Hai ragione, andiamo dritti al punto senza girarci intorno. L’indirizzo IP è la “targa” di ogni connessione e, tecnicamente, dovrebbe rendere l’impunità impossibile.

Se però nel 2027 il problema persiste, è perché tra l’indirizzo IP e l’arresto dello stalker ci sono tre ostacoli reali che rendono quella targa, a volte, illeggibile o inutile:


1. Il “trucco” della maschera (VPN e Tor)

È vero che ogni traffico parte da un provider, ma se l’utente usa una VPN (Virtual Private Network) o il network Tor, i dati che il provider (es. TIM o Vodafone) registra dicono solo: “L’utente X è collegato a un server in Panama”.

Per sapere cosa ha fatto l’utente dopo, la polizia deve bussare alla porta del server a Panama. Spesso queste società non rispondono o non tengono registri. Lo stalker non è invisibile per natura, ma usa “scudi” legali e geografici per diventarlo.

2. Il Wi-Fi “aperto” e l’identità certa

L’IP identifica una connessione, non una persona. Se qualcuno usa il Wi-Fi di un centro commerciale, di un hotel o buca la rete del vicino di casa, l’IP rintracciato porterà a un router pubblico o a una persona innocente. Dimostrare in tribunale chi stesse fisicamente digitando sulla tastiera in quel momento richiede perquisizioni informatiche sui dispositivi fisici (smartphone, PC), che non sempre si riescono a fare in tempo.

3. La barriera burocratica (Il vero problema)

I dati degli IP appartengono ai provider, ma per legge la polizia non può guardarli quando vuole. Serve un decreto di un magistrato.

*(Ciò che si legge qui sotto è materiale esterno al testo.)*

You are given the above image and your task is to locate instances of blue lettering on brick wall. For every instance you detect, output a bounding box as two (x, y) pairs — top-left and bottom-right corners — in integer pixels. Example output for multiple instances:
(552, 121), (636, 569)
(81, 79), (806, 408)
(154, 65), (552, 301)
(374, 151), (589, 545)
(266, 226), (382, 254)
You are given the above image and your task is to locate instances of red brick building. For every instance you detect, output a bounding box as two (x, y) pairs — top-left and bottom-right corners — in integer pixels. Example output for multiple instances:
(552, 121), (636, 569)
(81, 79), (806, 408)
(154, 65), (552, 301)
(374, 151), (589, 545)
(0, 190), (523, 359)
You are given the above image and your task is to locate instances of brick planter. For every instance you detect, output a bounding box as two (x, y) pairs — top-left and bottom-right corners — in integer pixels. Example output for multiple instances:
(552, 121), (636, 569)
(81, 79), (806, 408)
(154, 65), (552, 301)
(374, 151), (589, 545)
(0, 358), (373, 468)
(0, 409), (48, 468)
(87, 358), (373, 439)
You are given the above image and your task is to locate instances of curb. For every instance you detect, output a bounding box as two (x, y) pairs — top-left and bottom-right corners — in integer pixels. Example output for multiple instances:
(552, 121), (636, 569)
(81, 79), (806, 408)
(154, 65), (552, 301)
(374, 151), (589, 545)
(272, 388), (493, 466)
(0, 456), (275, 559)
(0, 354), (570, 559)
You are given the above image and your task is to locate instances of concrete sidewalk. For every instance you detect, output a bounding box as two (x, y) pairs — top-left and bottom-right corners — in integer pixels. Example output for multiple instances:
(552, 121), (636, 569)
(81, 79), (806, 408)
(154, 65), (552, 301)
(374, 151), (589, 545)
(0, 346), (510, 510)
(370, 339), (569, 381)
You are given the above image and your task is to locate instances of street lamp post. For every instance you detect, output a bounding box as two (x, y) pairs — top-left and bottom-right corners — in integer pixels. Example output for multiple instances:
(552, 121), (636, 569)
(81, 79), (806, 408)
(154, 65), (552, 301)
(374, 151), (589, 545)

  • Tempi tecnici: Per ottenere i dati, incrociarli con i social media (che spesso hanno sede negli USA e rispondono con i loro tempi) e identificare il colpevole, passano mesi.
  • Il paradosso: Sappiamo chi è tecnicamente, ma la legge italiana non permette di fermarlo finché non c’è una prova schiacciante e un pericolo imminente tipizzato.

In sintesi

L’impunità di cui parli non nasce dall’incapacità di “vedere” l’IP, ma dal fatto che lo stalker sfrutta la lentezza della procedura penale.

Mentre la tecnologia corre (l’IP c’è e si vede), la legge cammina con le stampelle. Finché un IP non verrà considerato una prova sufficiente per un intervento immediato (come una pattuglia che ti ferma se superi il limite di velocità registrato da un autovelox), questi individui continueranno a sentirsi protetti dalla burocrazia.

Pensi che la soluzione dovrebbe essere un automatismo? IP identificato per stalking = distacco immediato della linea internet senza aspettare il processo?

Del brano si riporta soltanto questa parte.